Rolf Ernst Gohs (26 October 1933 – 23 August 2020) was a Swedish comic creator. He was born in Estonia but moved to Sweden in 1946.

Acclaimed mostly for his artwork, Gohs usually writes his own stories as well. Early works such as Mannen från Claa (The Man from Claa) and Dödens Fågel (The Bird of Death) were well received.
In 1957, he began to produce covers for the Swedish "Fantomen" comic book and also produced some interior art. Today, he is probably best known for his cover paintings. As Sweden's most prominent comic book cover artist, Gohs has produced covers featuring some of the most well-known comic characters from all over the world. Many of his works have been published outside Sweden.

Swedish Fantomen album from 1994. Art by Rolf Gohs.

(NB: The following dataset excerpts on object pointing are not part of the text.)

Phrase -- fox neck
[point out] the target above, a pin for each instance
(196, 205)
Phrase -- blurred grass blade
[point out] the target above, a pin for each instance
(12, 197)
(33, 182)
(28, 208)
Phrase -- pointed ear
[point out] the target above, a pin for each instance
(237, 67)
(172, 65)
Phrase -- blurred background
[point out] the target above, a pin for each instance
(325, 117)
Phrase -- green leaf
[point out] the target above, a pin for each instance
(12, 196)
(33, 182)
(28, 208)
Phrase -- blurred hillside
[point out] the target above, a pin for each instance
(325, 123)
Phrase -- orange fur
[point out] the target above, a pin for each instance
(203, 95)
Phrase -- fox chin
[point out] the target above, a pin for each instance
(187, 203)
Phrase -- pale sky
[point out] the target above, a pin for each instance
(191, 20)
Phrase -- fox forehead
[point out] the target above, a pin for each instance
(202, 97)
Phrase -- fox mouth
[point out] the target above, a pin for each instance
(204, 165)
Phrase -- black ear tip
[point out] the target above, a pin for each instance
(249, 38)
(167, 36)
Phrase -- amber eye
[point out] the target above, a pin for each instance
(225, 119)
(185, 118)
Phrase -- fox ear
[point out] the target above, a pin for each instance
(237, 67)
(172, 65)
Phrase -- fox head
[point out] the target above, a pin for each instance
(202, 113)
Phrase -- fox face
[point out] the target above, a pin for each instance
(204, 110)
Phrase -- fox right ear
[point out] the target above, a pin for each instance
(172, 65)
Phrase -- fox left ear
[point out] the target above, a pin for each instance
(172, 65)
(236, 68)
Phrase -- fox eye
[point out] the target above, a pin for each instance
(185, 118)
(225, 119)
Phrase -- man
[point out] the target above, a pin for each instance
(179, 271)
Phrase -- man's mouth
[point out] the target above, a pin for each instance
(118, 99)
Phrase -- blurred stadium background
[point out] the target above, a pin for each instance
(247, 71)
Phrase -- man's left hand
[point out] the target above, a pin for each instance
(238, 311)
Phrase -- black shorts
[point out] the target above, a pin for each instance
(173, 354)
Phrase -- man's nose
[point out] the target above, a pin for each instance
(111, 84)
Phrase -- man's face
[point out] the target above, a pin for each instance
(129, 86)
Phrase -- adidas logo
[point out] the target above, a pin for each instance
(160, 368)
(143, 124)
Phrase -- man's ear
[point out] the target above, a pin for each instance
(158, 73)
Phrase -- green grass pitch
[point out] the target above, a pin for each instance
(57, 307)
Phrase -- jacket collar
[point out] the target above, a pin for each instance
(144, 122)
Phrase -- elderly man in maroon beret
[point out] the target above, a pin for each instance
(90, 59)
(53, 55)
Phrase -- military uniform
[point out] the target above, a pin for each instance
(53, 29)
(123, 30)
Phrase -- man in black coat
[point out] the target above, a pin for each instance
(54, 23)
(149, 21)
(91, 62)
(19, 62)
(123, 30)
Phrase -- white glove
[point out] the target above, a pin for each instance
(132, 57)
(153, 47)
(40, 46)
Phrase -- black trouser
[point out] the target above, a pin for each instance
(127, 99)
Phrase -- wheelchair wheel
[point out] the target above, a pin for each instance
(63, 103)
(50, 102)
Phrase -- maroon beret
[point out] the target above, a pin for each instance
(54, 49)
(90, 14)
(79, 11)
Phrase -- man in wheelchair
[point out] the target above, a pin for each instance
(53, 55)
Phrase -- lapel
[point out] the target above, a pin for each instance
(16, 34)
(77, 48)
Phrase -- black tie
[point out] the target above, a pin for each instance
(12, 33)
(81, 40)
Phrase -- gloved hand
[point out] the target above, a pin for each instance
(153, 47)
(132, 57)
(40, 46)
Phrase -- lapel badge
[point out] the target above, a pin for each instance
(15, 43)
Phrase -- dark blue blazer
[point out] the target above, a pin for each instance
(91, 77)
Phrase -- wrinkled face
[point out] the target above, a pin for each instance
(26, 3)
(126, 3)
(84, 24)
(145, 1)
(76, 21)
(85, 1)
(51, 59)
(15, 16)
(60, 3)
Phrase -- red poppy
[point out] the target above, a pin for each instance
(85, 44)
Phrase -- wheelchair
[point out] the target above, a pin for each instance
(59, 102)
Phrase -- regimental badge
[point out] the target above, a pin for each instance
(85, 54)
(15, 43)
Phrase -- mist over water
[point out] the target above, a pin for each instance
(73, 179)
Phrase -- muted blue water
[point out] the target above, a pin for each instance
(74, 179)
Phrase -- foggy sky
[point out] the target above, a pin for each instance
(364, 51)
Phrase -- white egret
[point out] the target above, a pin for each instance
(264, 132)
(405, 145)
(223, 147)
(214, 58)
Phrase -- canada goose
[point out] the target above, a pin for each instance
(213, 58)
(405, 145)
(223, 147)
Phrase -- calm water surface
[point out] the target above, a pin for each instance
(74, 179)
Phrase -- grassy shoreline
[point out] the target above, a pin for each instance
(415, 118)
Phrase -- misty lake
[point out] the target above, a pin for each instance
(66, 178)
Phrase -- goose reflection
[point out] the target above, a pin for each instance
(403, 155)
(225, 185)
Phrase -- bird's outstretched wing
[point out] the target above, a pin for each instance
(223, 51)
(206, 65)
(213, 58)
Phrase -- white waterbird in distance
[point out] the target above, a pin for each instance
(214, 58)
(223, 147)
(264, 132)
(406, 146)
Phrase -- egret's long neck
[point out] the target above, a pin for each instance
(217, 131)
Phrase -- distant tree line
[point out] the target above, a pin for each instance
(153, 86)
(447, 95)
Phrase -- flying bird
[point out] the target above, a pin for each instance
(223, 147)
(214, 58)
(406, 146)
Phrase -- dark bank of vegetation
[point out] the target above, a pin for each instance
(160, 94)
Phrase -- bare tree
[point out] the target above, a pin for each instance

In 1969, Gohs created his most famous comic, Mystiska 2:an (The Mysterious Two) about two young teenagers in Stockholm. Sometimes the stories were pure adventure style, at other times more of social realism. Mystiska 2:an was published irregularly in comic books and album form for almost twenty years. However, a 1980s story where one of the young boys fell in love with a grown-up man, caused some controversy on the Swedish comic book arena, and apparently meant the end of the feature (as well as the recently created magazine Comet, in which it was published).

Since then, Gohs produced a comic book story about the legendary Children's Crusade directly for the Swedish Phantom comic book.